Ponad połowa Polaków nigdy w tygodniu nie pije tak, by cierpieć na „syndrom dnia następnego”. Niestety dla 40% praca na kacu to nie pierwszyzna – zdarza się. Niektórym nawet dość często.
Serwis pracy Praca.pl przeprowadził wśród prawie 2000 swoich użytkowników badanie związane z tym, jak często zdarza się im pracować na tzw. kacu, czyli po nadmiernym spożyciu alkoholu poprzedniego dnia. Wyniki sondażu mogłyby doprowadzić do rozpaczy większość terapeutów uzależnień. Okazuje się bowiem, że dość niefrasobliwie traktujemy picie alkoholu w dzień poprzedzający pracę zawodową, nie przejmując się tym, że na drugi dzień możemy mieć objawy zespołu abstynencyjnego. Te zaś są nie tylko nieprzyjemne dla cierpiącej na kaca osoby, ale również niebezpieczne dla zdrowia, a dodatkowo mogą doprowadzić do tego, że pracodawca zrezygnuje ze współpracy z często nadużywającym alkoholu pracownikiem .
Praca na kacu w Polsce
Z badania ankietowego przeprowadzonego przez serwis Praca.pl wynika, że ponad połowa pracowników (54%) nigdy nie pije alkoholu w tygodniu (a jeśli już, to tak, by nie ryzykować kaca). Co piątemu pracownikowi (21%) zdarzyło się do pracy na kacu przychodzić wielokrotnie. Sporadycznie sytuacja ta spotkała podobną ilość osób (19%). Zaledwie 6% pracowników, jeśli zdarzy im się wypić za dużo, na drugi dzień korzysta z urlopu na żądanie, nomen omen popularnie zwanego "kacowym".
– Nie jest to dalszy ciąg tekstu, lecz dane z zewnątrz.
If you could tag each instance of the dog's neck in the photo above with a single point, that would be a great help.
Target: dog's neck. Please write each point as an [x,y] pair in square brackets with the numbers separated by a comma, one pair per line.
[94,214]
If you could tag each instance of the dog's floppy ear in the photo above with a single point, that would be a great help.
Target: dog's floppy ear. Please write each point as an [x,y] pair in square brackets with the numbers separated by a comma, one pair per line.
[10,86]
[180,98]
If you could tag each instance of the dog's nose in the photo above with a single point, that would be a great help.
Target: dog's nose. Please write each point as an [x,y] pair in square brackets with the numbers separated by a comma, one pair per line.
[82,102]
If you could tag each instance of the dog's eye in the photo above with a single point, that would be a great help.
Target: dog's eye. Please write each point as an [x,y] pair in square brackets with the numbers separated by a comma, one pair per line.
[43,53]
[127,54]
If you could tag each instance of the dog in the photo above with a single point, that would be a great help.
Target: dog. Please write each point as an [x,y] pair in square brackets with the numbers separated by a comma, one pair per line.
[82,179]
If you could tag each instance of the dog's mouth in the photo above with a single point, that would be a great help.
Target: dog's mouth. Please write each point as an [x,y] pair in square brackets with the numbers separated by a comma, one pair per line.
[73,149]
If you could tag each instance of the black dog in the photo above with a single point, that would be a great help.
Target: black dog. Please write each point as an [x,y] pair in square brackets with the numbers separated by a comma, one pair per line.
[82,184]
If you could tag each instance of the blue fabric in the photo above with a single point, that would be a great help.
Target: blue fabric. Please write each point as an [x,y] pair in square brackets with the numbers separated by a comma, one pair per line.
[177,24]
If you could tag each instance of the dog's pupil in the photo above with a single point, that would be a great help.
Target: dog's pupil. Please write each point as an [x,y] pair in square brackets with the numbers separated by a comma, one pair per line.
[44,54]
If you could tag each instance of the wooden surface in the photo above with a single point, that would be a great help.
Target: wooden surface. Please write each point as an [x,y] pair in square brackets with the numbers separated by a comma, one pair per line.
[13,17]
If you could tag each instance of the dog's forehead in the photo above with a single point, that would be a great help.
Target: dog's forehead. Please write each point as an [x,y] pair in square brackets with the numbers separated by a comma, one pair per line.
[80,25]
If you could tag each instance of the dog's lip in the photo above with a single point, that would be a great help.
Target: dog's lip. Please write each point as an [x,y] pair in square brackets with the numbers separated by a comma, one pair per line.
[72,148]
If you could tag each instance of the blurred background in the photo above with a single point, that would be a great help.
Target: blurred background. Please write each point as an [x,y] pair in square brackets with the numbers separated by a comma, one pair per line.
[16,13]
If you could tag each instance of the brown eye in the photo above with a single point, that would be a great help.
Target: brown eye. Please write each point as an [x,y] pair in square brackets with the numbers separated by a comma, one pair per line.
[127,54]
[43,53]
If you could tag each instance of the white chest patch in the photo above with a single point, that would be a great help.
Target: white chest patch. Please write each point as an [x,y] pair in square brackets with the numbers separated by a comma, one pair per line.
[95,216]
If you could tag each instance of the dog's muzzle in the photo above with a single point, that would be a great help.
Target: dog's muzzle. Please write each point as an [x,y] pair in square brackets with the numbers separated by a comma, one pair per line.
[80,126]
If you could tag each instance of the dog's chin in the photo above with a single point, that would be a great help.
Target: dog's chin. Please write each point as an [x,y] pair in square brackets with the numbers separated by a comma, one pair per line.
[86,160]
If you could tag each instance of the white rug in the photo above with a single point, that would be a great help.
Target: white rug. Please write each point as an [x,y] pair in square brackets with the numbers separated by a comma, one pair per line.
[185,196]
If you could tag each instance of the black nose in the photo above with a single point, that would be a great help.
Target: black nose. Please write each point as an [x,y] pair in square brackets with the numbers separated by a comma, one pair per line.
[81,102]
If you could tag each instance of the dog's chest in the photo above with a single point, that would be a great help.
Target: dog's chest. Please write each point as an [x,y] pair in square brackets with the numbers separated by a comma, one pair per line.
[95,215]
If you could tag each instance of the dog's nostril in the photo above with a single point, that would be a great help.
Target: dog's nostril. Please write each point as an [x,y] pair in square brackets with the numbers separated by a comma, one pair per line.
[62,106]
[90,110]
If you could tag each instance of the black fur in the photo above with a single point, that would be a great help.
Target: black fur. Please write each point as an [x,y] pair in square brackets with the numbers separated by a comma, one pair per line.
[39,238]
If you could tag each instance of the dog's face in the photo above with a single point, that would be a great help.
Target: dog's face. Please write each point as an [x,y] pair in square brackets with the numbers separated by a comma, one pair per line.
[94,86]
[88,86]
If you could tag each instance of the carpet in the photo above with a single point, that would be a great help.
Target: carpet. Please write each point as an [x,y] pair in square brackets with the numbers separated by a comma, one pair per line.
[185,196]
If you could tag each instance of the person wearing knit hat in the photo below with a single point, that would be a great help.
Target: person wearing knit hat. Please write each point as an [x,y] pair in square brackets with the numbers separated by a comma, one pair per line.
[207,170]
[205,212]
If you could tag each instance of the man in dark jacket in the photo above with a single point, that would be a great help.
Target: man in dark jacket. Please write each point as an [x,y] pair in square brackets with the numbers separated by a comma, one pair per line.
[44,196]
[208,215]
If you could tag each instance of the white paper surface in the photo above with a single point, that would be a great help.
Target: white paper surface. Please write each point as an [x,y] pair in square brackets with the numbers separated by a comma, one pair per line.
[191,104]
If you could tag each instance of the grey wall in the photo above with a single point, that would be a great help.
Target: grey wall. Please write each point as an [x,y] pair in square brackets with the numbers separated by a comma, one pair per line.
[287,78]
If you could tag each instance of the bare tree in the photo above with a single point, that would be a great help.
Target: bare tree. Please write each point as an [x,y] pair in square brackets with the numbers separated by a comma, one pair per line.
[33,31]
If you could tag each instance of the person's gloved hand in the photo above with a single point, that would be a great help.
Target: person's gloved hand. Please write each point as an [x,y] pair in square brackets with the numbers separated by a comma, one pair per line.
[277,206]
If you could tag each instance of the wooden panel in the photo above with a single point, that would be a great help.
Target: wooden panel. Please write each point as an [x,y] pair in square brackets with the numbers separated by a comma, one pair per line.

Choć połowa nie pije w tygodniu, to jednak jedna piąta pracowników przychodzących często na kacu do pracy stawia nas na równi z Brytyjczykami, którzy wypijają statystycznie na głowę nieco więcej niż my (dane: Eurobarometr 2009). Co na to specjaliści? Tadeusz Boratyn, Dyrektor Wojewódzkiego Ośrodka Terapii Uzależnień w Rzeszowie przypomina, że "występowanie zespołu abstynencyjnego jest jednym z podstawowych kryteriów diagnostycznych uzależnienia od alkoholu. I choć nie można postawić rozpoznania uzależnienia na podstawie tego jednego kryterium, to jednak powtarzalność doznawania zespołu abstynencyjnego musi budzić takie podejrzenia. Biorąc pod uwagę wyniki ankiety można przyjąć z ogromnym prawdopodobieństwem, że osoby przychodzące "czasem na kacu do pracy" piją w sposób szkodliwy, natomiast te, którym taka sytuacja "zdarzyła się wiele razy" są uzależnione od alkoholu."
Kac a efektywność pracy
A co jeśli jednak nie udało się zapanować nad ilością spożytego alkoholu i zamiast radosnego poranka budzą nas w tygodniu głośno tupiące koty? Czy można "na szybko" poradzić sobie z kacem? Lekarz psychiatra Tadeusz Boratyn wyjaśnia: "Nie ma sposobu na to, aby po nadużyciu alkoholu szybko doprowadzić się do porządku i móc pracować. Można jedynie złagodzić objawy abstynencyjne, co wcale nie przekłada się na poprawę ogólnej sprawności - powoduje tylko, że objawy będą mniej dokuczliwe. Jedyny skuteczny sposób na kaca to nie pić poprzedniego dnia."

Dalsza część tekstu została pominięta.